EWDs bring transparency to US industry

By: Rob McKay


US transporters are working with their customers in a different way, Transport Intermediaries Association president Bob Voltmann says

EWDs bring transparency to US industry
US Transport Intermediaries Association (TIC) president Bob Voltmann

 

Electronic work diaries (EWDs) and the boom in trucking demand in the USA is changing the power dynamic between transporters and their customers.

That is the message US Transport Intermediaries Association (TIC) president Bob Voltmann had for the Australian Logistics Council-Australian Trucking Association Supply Chain and Compliance Summit in Melbourne today.

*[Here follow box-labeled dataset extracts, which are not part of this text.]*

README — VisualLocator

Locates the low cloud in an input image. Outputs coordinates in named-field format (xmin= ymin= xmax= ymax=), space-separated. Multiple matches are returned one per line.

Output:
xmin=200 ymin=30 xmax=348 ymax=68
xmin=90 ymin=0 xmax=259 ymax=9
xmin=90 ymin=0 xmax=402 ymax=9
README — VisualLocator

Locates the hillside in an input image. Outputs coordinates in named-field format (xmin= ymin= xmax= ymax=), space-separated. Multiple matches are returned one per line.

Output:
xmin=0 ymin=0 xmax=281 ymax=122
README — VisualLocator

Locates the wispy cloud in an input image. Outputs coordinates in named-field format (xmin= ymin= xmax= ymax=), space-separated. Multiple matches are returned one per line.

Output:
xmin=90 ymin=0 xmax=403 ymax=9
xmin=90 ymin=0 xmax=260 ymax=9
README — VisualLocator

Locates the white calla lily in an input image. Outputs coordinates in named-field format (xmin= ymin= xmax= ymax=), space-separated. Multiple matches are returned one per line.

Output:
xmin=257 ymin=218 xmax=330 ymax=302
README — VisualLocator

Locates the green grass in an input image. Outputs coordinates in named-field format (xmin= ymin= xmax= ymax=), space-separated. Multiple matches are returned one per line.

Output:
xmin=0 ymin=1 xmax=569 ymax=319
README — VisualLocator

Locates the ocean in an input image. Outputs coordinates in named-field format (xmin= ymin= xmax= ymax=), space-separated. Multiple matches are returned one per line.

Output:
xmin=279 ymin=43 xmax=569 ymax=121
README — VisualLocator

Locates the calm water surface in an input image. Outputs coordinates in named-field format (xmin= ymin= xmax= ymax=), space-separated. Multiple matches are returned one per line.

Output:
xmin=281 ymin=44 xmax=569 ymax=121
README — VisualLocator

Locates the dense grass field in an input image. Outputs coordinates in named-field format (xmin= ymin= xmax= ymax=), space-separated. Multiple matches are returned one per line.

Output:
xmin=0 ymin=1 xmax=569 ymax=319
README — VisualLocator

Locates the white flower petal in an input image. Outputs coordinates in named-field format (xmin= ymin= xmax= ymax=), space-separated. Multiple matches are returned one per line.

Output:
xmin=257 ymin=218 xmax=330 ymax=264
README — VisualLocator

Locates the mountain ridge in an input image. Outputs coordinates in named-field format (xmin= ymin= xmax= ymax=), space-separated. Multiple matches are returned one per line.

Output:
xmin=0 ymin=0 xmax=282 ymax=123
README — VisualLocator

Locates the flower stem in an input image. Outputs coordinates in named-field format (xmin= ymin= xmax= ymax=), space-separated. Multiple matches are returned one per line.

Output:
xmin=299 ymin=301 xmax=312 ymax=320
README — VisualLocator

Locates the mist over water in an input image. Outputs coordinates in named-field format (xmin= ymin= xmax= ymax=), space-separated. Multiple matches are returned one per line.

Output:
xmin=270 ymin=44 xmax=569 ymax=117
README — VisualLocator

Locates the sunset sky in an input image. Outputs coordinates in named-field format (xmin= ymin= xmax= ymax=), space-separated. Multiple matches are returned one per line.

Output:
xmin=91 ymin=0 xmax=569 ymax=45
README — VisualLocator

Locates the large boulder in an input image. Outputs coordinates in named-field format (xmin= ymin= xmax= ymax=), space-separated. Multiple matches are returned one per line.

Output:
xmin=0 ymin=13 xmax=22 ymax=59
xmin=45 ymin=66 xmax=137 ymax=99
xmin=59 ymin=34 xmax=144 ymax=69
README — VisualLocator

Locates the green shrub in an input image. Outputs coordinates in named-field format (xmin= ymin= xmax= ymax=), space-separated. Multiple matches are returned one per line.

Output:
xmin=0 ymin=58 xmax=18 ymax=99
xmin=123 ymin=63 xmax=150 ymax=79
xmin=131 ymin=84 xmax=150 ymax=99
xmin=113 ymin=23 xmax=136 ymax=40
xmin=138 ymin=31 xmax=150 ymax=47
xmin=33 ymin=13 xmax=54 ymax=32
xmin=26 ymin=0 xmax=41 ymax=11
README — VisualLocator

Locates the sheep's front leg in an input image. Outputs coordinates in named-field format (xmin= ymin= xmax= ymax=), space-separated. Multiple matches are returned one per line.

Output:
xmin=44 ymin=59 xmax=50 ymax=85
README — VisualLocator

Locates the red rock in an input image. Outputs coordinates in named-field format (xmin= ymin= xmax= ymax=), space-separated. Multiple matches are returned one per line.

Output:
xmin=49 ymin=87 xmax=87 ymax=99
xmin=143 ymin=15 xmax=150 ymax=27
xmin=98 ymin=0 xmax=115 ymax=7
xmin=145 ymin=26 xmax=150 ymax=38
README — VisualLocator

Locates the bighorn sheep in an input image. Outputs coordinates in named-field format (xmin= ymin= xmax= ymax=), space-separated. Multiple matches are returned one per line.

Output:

The National Heavy Vehicle Regulator launched a system for the approval of EWDs in Australia in May. Check out our story here.


Proof of driving hours has injected transparency into customer demands on trucking companies and their drivers, meaning fatigue rules are less able to be bent.

"Shippers can’t use trucks as rolling warehouses any more," Voltmann, whose body represents third party logistic providers, says.

Meanwhile, more demand and less capacity has meant customer are seeking to be "shippers of choice" for transporters and asking peak bodies such as the TIC "how do we make our freight attractive"?

At the same time, transporters are choosing to reject cargoes from customers with inefficient facilities that wastes drivers’ valuable time.

What are known in the US as electronic logging devices (ELDs) have given them the proof of just how much.